In 53 Tex.Jur.2d Statutes § 189, p. 288, it is written:

“Generally speaking, a code of laws or a revision of the statutes is construed as an act of the legislature, that is, according to the rules that apply to any other statute. It will, therefore, be interpreted as a whole, and in construing a particular section the court is not restricted to a consideration of that section alone. On the contrary, all provisions relating to the same matter will be read together, harmonized, and given effect, either as parts of the same act or as acts in pari materia, passed at the same time. But if there is an irreconcilable conflict between different sections or articles, the later in position prevails.”

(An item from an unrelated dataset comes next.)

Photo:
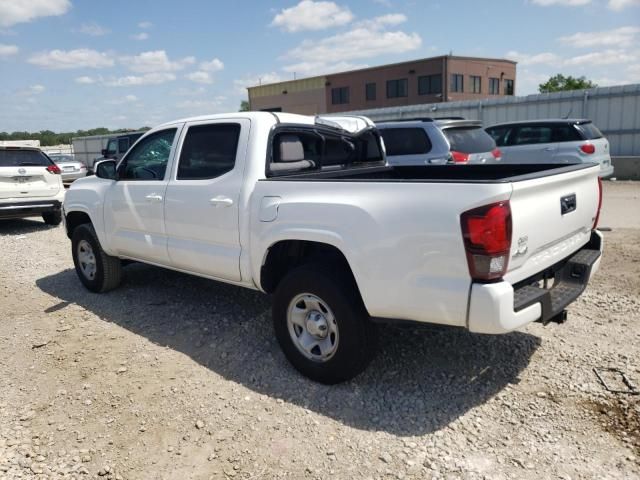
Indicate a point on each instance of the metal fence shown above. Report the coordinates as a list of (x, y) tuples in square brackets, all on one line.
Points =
[(614, 110)]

Further, in Section 188 of the same authority, it is written:

“The rule that statutes in pari materia will be construed together applies with peculiar force to acts passed at the same session of the legislature, and with even greater force to acts passed at the same time. It is presumed that contemporaneous statutes are actuated by the same policy and imbued by the same spirit. Accordingly, they will be read together, each in the light of the other, as though they were embraced in one act or were supplementary to each other. The several acts will be harmonized, and each will be upheld and given effect unless their provisions are absolutely repugnant.”

In determining the legislafive intent, it is interesting to note that Article 42.03, Vernon’s Ann.C.C.P., dealing with credit for jail time and pending appeal, provided, when enacted in 1965, in part, as follows:

“If a new trial is not granted, nor judgment arrested in felony and misdemeanor cases, the sentence shall be pronounced in the presence of the defendant . . . . ”

This was the same language used in former Article 768, Vernon’s Ann.C.C.P., 1925.

In 1967, Article 42.03, supra, was amended to read, in part, as follows:

“If a new trial is not granted, nor judgment arrested in felony and misdemeanor cases, the sentence shall be pronounced in the presence of the defendant except when his presence is not required by Article 42.02 . . . .” (Emphasis added.) (Acts 1967, 60th Leg., p. 1743, ch. 659, § 28)

The italicized portion of the statute was the only amendment made in the statute, thus indicating the legislative intent that the procedure provided in Article 42.02, supra, should be followed.

This is, of course, the latest expression of the legislative will. Cf. Article 5429b, Vernon’s Ann.Civ.Stats.